Taking inspiration from ecological studies, a team of researchers led by the Museum and Columbia University has developed new software that can signal the emergence of COVID-19 variants. The new surveillance tool, which tracks information diversity across genomes, could be applied more broadly for other emerging viruses.
“I don’t think I would have had this idea if I didn’t work at the Museum,” said Apurva Narechania, a senior bioinformaticist in the Museum’s Institute for Comparative Genomics and lead author of the study describing the technique, which is published this week in the journal Genome Research.
The original intent, Narechania says, was to reimagine how we understand diversity in microbial species, which can be difficult to map onto an evolutionary tree because they undergo such rapid, horizontal evolution. Viruses have similarly dizzying rates of evolution: in SARS-CoV-2, the virus that causes COVID-19, rapid adaptations can lead to new strains that are more contagious or more severe than the original.
During the height of the pandemic, public health policy depended on researchers to track these changes by sequencing millions of genomes. But this surveillance was usually a few weeks to months behind the edge of the pandemic curve.
“Speed is key to responding to these evolving strains, but the traditional way of analyzing these sequences slows down surveillance techniques,” Narechania said.
With the onset of the COVID-19 pandemic, and working closely with colleagues in public health, Narechania turned his focus from bacteria to viruses, specifically, SARS-CoV-2.
The team looked to a long-standing metric for comparing species diversity across environments called a Hill number, or the effective number of species in a sample. The higher a Hill number, the more diverse the sample. The new pandemic surveillance software adopts this ecological approach, but in the place of species, the researchers use strings of sequence information, and in the place of environments, they use genomes.
The software was tested on SARS-CoV-2 sequence data, finding that it accurately predicts variant emergence before the onset of sickness in the population.
“In a crisis of COVID-19’s scale and speed, eliminating the analysis lag can mean the difference between timely, reasonable public health response and failure to understand and anticipate the disease’s next turn,” said Barun Mathema, a professor of epidemiology at Columbia University’s Mailman School of Public Health and a corresponding author on the study.

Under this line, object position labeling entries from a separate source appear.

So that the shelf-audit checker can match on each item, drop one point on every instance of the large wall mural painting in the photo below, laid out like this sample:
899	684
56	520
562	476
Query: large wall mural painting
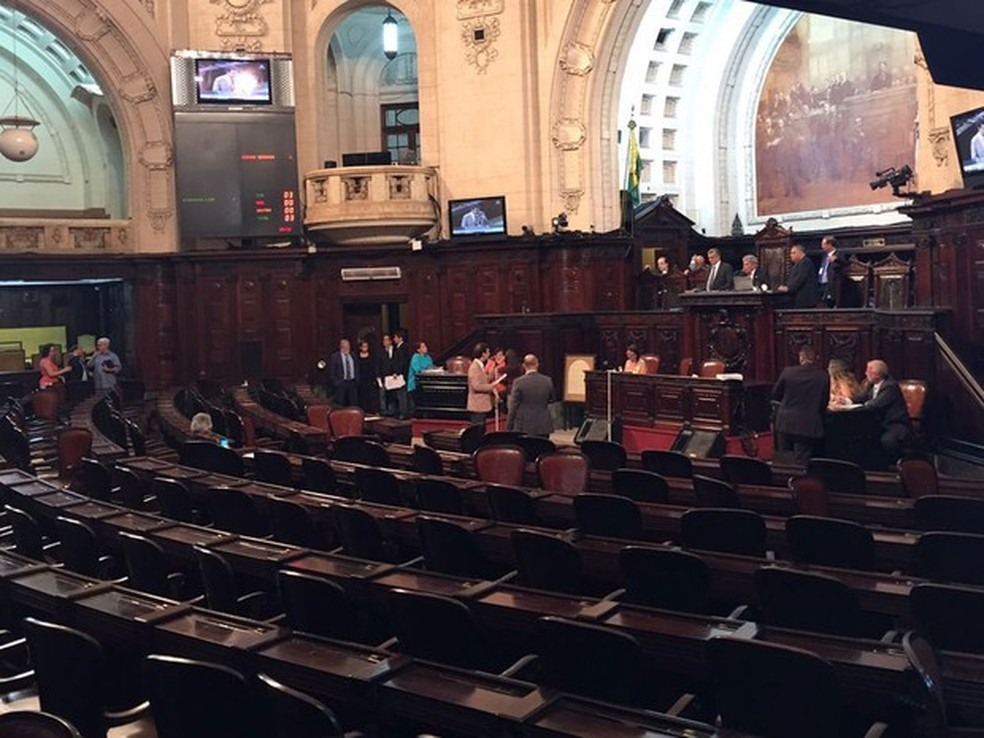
838	104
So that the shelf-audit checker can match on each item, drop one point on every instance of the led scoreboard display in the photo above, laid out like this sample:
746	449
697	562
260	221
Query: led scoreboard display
237	174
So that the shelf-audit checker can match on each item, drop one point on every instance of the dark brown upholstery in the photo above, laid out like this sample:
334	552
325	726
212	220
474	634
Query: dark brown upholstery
73	444
918	478
46	403
810	496
563	472
346	421
318	416
500	465
914	392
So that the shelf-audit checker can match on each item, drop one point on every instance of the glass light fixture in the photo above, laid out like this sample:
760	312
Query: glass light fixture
391	42
17	140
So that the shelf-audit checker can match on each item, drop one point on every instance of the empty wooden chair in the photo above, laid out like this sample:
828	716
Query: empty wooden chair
500	465
640	485
667	463
949	513
723	529
821	541
547	562
837	475
607	515
712	492
512	505
745	470
604	455
919	478
666	578
563	472
195	699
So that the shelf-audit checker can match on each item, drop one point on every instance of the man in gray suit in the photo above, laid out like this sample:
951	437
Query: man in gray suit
529	400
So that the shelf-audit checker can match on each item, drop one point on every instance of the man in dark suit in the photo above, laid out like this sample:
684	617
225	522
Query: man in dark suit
529	401
343	370
831	275
401	366
881	393
720	277
802	392
801	282
749	267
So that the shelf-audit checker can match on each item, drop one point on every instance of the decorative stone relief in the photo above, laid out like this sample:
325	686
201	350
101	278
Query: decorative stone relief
241	26
356	188
569	134
468	9
939	139
577	59
399	186
479	35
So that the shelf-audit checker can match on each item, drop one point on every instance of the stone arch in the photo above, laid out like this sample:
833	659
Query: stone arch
584	107
323	21
117	41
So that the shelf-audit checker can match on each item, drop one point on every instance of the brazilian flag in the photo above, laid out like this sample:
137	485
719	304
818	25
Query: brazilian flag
633	167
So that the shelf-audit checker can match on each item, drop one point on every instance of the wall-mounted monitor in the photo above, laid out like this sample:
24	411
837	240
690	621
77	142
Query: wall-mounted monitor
478	216
213	81
233	82
968	135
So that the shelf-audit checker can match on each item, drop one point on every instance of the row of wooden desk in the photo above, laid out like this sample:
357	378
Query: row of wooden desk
873	673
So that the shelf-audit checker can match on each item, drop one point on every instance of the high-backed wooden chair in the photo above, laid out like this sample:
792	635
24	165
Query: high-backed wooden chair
500	465
346	421
914	393
563	472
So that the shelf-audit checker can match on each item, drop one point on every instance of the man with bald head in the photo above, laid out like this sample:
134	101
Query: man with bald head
881	393
529	401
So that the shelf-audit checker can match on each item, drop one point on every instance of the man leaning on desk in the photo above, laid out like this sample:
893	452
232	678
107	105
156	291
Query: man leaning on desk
881	393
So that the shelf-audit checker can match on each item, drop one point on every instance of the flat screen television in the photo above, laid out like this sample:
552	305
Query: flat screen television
233	81
968	134
478	216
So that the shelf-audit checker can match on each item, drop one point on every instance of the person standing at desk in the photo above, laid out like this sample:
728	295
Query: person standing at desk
801	283
881	393
105	366
720	276
803	392
529	401
342	369
481	391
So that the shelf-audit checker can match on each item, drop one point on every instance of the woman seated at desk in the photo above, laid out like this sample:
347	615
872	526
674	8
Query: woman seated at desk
633	364
843	384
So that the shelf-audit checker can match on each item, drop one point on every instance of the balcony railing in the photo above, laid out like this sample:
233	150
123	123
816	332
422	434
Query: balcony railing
371	205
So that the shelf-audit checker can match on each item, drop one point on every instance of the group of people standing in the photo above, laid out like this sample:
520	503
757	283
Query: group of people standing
807	286
527	392
805	392
102	367
379	380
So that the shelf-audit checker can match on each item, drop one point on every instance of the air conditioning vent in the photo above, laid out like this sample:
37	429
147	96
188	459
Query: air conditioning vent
369	274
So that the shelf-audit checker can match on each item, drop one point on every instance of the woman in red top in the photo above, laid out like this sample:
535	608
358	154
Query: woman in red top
51	373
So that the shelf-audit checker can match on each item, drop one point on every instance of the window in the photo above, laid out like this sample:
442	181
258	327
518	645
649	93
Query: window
401	132
652	72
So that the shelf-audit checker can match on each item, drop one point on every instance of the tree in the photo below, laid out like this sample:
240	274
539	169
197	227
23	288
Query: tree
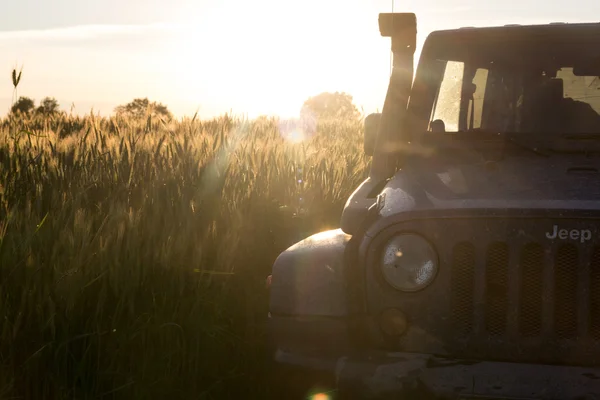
331	105
140	108
48	106
24	105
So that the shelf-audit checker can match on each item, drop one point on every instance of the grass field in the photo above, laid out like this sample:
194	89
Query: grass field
133	254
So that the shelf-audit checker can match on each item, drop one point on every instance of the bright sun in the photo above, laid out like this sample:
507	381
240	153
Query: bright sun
263	57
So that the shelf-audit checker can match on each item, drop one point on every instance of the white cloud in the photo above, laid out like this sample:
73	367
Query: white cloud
87	32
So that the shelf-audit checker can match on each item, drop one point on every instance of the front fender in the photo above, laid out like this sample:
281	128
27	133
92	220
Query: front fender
308	279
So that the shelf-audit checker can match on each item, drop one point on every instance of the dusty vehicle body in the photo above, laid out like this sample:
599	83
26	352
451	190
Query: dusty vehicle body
468	264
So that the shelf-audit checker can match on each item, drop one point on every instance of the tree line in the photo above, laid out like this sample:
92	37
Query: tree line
323	105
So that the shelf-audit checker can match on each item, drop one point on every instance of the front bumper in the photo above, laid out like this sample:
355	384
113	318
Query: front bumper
420	376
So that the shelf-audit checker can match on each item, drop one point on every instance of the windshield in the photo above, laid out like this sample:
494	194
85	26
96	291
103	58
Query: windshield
550	90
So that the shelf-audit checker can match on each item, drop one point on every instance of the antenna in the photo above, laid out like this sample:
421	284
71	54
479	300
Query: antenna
391	62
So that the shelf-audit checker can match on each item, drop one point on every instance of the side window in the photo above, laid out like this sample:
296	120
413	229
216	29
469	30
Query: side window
447	105
476	104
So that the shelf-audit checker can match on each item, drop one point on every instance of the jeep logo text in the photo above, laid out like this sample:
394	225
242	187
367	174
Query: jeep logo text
583	235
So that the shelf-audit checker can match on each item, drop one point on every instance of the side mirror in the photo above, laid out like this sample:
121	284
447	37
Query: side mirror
371	130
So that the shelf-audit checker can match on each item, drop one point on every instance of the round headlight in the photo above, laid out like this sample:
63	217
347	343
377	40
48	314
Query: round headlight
409	262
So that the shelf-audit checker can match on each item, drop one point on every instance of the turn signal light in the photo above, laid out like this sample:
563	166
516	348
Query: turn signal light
393	322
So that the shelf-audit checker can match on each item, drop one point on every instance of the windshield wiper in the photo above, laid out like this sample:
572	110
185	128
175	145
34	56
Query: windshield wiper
525	144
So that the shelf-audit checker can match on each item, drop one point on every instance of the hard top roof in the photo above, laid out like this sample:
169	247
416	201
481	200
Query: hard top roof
553	32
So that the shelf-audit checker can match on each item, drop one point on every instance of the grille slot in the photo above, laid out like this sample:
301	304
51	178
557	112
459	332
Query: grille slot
531	291
496	293
565	292
533	262
463	283
595	294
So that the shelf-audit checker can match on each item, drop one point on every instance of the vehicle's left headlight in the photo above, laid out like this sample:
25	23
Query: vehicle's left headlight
409	262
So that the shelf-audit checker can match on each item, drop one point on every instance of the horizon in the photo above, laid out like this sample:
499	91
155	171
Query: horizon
263	58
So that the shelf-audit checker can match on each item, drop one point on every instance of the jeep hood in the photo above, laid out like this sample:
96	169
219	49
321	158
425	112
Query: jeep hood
532	182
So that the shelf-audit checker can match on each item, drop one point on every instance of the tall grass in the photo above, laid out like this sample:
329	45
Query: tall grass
133	253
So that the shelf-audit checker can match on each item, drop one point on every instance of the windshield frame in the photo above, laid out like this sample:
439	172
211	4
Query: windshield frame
512	40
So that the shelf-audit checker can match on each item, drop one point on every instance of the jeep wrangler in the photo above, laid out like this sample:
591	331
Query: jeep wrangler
467	264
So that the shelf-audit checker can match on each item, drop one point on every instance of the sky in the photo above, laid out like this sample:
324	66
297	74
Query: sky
260	57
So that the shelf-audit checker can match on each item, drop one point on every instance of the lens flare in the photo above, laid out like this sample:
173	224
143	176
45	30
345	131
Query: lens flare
297	130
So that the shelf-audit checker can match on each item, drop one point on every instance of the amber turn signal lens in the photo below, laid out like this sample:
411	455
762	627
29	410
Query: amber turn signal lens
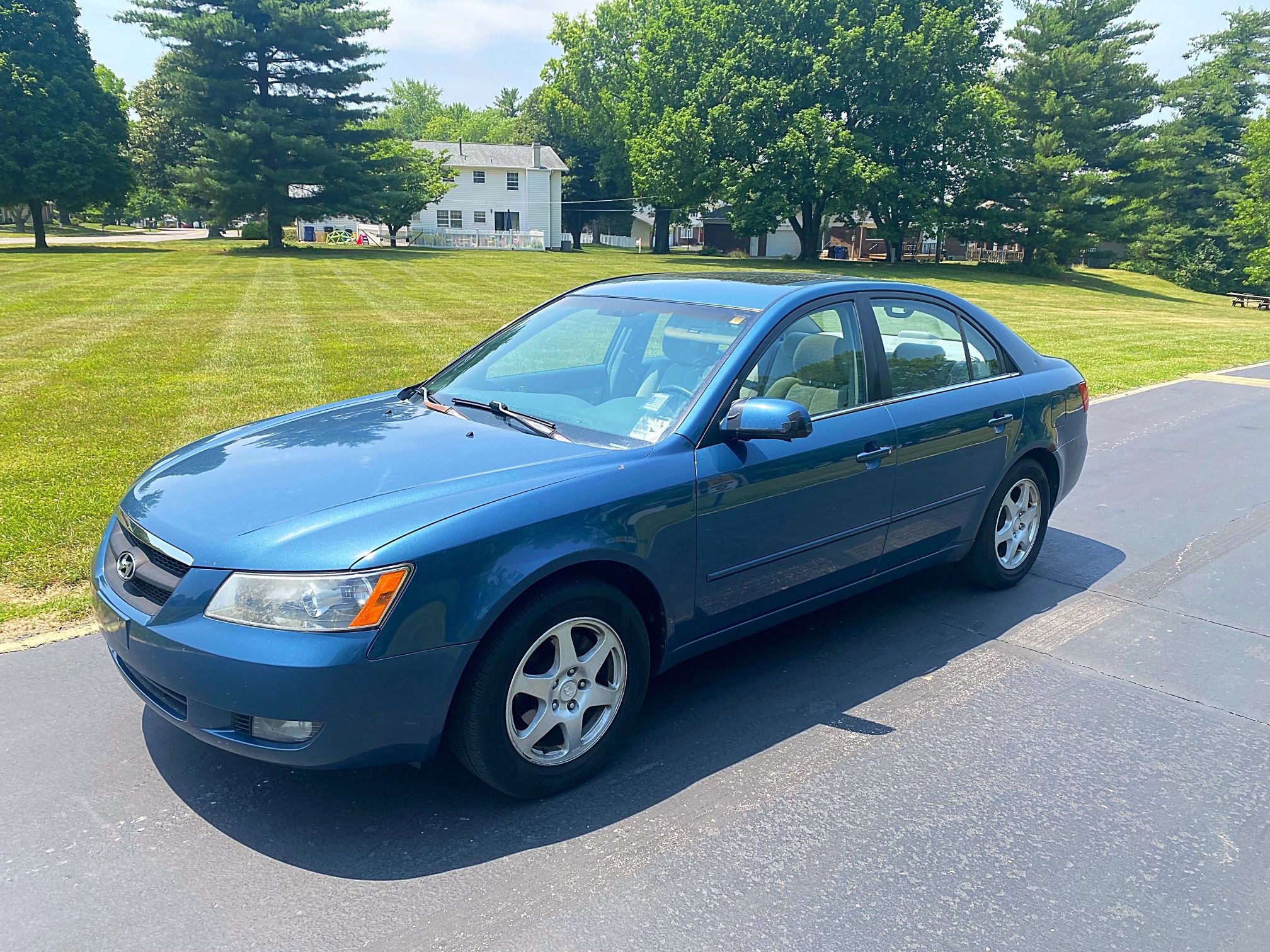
381	599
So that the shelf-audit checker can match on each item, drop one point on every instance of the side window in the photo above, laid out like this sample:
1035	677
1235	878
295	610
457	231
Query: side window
924	346
985	361
817	361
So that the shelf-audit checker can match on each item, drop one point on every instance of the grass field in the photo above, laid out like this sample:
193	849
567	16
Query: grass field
112	356
56	229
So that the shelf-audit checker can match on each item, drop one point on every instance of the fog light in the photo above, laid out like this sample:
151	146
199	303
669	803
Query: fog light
285	732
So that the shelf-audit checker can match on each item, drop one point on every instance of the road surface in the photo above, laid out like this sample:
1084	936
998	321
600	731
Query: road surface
1080	763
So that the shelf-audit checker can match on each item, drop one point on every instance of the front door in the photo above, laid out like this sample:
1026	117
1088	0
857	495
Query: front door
957	411
780	522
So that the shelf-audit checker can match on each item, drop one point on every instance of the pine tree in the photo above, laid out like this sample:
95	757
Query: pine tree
276	98
1194	159
61	133
1076	93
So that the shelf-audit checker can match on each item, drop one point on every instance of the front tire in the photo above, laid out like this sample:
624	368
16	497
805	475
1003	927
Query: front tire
1012	530
552	691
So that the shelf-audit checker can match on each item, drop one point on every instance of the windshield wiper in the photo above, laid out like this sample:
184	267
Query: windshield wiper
422	391
544	428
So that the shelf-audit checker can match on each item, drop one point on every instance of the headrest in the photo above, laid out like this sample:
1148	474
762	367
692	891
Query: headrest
823	361
912	351
687	341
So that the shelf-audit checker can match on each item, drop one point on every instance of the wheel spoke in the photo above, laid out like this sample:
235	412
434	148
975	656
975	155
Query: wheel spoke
567	654
572	733
540	727
601	696
593	660
1010	506
534	684
1005	532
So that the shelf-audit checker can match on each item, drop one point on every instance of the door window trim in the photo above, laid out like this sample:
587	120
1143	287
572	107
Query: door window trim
882	295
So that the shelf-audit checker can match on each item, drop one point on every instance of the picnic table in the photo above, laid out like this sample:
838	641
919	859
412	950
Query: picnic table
1260	301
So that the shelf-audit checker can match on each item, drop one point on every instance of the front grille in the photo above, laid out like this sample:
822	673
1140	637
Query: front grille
155	574
163	560
154	593
163	697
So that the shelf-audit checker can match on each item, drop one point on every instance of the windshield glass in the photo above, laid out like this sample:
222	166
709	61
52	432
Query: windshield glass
616	371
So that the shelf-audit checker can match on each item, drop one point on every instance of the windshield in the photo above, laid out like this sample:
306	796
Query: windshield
615	371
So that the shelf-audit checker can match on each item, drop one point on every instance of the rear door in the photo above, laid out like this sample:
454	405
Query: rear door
958	411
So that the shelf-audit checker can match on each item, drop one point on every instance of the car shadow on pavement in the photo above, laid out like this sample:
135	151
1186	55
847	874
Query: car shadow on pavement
701	718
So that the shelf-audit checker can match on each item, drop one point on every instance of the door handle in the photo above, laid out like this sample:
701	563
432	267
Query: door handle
870	456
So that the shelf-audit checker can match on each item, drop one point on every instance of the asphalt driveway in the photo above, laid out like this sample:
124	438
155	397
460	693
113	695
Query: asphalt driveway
1082	762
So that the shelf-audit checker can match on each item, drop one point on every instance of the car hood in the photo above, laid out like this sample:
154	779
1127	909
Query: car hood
324	488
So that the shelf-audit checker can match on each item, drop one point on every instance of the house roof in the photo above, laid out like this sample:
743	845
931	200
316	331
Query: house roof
479	155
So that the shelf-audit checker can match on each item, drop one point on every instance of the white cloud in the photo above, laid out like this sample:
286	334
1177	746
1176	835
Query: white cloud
455	26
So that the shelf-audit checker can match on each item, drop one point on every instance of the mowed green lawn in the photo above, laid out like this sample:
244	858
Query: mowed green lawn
112	356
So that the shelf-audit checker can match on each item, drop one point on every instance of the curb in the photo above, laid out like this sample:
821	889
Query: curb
49	638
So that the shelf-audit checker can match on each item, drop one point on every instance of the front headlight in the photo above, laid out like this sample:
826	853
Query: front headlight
318	602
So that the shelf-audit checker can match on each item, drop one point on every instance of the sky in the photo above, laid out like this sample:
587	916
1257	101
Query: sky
471	48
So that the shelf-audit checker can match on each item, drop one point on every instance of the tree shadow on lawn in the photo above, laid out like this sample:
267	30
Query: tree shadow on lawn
1091	282
701	718
122	248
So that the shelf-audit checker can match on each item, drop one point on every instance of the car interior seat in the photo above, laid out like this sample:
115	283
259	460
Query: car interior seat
825	377
920	366
689	352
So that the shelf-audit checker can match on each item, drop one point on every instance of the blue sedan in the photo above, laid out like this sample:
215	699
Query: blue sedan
638	471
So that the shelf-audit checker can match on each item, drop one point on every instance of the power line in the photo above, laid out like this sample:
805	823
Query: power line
597	201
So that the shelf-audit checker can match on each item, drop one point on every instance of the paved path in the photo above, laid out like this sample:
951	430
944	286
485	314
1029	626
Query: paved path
107	236
1080	763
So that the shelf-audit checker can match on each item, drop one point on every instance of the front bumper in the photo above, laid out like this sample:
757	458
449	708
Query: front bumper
198	673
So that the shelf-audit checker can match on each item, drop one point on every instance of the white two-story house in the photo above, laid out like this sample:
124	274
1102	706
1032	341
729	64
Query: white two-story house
498	188
501	196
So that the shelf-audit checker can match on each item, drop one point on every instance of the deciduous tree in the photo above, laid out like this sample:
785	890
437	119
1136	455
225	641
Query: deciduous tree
403	181
61	133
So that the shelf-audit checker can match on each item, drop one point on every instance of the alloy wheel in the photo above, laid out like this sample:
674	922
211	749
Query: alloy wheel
567	691
1017	524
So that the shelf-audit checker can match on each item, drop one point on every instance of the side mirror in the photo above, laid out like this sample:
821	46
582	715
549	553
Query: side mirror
766	418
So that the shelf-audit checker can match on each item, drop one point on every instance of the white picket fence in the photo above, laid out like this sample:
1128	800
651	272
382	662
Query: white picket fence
475	239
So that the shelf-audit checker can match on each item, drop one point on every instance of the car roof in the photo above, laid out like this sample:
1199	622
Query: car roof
753	290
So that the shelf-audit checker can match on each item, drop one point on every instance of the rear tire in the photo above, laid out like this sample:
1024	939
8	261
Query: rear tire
1012	530
552	691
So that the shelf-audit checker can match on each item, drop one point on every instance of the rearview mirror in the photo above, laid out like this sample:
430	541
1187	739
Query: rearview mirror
766	418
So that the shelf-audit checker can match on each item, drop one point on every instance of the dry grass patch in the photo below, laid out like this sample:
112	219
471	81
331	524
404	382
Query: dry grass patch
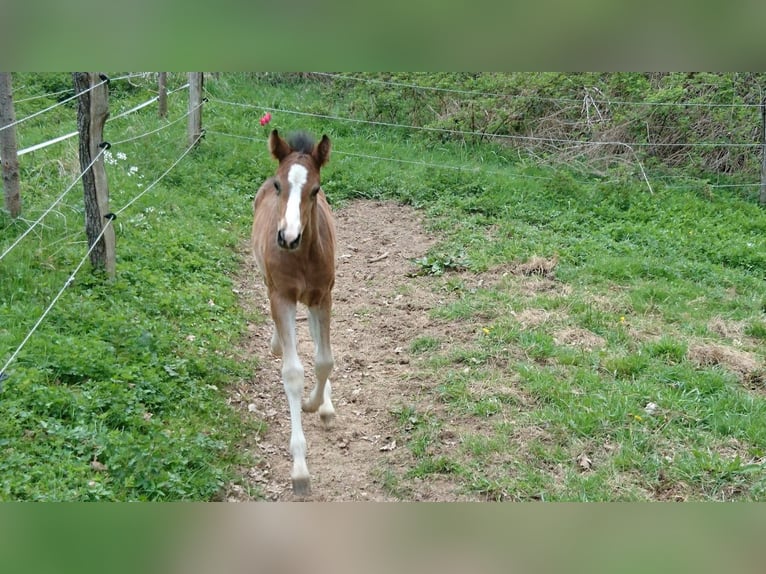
576	337
745	366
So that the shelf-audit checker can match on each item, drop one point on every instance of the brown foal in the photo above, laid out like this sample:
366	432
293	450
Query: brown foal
293	241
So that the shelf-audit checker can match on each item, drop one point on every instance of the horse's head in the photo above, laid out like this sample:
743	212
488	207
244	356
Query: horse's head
297	182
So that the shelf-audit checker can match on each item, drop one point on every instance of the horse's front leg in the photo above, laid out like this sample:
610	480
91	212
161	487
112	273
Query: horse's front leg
283	313
321	395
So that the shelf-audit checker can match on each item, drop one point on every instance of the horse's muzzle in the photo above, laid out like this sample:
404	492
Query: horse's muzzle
284	244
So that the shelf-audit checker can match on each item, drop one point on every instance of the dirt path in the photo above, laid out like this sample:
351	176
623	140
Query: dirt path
379	309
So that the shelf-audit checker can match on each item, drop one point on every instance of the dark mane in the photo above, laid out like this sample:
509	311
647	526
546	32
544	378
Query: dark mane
301	142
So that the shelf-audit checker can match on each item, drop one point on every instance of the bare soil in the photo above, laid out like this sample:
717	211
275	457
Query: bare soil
380	306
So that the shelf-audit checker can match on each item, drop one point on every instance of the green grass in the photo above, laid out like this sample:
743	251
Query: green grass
121	394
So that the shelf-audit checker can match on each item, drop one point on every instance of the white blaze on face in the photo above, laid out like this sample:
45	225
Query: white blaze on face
291	228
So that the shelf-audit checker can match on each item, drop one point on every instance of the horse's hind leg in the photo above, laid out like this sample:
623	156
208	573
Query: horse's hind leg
283	313
320	397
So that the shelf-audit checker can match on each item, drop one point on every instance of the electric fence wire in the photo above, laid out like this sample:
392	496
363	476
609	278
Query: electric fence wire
70	279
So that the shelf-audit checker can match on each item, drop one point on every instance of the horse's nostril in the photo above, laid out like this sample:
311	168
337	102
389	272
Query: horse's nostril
282	242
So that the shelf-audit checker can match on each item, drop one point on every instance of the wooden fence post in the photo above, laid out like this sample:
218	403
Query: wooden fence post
8	147
163	90
762	196
195	106
92	112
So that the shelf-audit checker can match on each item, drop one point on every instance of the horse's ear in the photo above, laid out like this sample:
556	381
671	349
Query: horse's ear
278	147
322	151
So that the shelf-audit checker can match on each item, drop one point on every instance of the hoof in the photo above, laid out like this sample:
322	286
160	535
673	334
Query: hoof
307	407
301	486
327	418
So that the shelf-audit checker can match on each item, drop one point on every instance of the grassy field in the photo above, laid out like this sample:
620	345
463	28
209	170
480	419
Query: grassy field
618	335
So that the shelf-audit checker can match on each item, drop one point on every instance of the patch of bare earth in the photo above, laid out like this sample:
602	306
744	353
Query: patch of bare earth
380	307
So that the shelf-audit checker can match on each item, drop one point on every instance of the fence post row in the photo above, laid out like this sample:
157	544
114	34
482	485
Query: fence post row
195	106
162	80
762	196
92	112
8	147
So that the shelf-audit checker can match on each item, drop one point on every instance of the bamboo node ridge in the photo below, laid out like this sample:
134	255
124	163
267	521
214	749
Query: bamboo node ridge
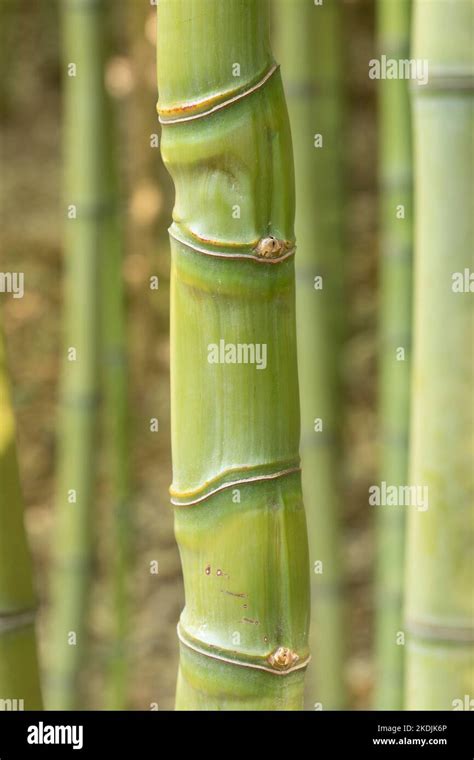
11	621
229	479
207	106
282	661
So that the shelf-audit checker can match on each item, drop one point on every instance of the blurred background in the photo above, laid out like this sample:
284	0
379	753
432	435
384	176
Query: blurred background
31	230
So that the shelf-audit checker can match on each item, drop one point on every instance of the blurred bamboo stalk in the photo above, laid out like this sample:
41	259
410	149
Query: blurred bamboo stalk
239	516
86	193
19	677
116	438
310	46
439	595
395	181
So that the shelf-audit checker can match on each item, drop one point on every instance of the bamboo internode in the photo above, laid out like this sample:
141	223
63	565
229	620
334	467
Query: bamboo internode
234	430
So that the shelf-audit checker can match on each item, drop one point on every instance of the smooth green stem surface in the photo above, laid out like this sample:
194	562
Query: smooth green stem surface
395	316
310	44
240	521
440	562
88	206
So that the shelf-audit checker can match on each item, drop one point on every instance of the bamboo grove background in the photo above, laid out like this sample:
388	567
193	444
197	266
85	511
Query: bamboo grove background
122	578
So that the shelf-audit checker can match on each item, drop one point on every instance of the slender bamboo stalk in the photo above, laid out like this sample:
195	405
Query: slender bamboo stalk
311	45
88	203
395	338
116	441
240	521
19	677
439	598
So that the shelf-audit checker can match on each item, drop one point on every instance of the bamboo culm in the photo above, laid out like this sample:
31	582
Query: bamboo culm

The software is now on GitHub and freely available to non-commercial entities. Although it cannot characterize new variants, it can forewarn public health officials when a new strain is on the horizon. The researchers point to the software’s ability to detect new variants in wastewater as a particularly impactful potential application.
“We show that tracing a pandemic curve with these new metrics enables the use of sequence data as a real-time sensor, tracking both the emergence of variants over time and the extent of their spread,” Mathema said. “Our technique affords public health institutions the opportunity to create actionable policy based on a simple, quantitative measure.”